Regarding the current situation of resort real estate being sold at a loss, he acknowledged that although it is being sold at a loss, the product has not yet reached its true price. "Losses compared to when prices were at their "peak". Real estate prices are decreasing but compared to the 2019-2020 period, they are still high," Mr. Cao shared.
He predicts that the resort real estate segment will recover by 2026 at the earliest, if not longer.
Experts predict that the resort real estate market will not recover in the next 1-2 years (Illustration: Ha Phong).
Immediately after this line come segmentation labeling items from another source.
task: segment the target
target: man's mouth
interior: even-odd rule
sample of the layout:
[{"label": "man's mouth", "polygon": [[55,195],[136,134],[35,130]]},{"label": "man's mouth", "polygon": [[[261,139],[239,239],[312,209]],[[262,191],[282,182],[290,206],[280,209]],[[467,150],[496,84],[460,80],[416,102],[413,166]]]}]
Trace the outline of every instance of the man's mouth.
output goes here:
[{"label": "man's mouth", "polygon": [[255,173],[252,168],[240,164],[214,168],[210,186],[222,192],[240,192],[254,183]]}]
According to Mr. Nguyen Van Dinh - Chairman of the Vietnam Association of Realtors (VARS), in the short term, it is necessary to speed up and shorten the delay of regulations on ensuring the rights and interests of secondary investors when participating in resort real estate investment projects to create peace of mind for investors. In the long term, the legal issues of resort real estate stipulated in the laws need to be unified and issued soon.
"The market will only be open when the law is clear, consistent, and clear, ensuring the rights and legitimate interests of all participants. Especially for resort real estate, the amount of capital that developers and investors spend when participating in this market is often larger than other markets," said Mr. Dinh.
Mr. Mauro Gasparotti - Director of Savills Hotels - said that although Vietnam's resort industry is considered to have great potential, not all models can operate effectively.
Resort real estate needs a long-term strategy (Illustration: Ha Phong).
In recent times, some investors have rushed into the market without a thorough assessment of local market conditions, even assuming that all hotel business models are the same. This has led to poor project planning and implementation, limiting the project’s ability to operate after completion.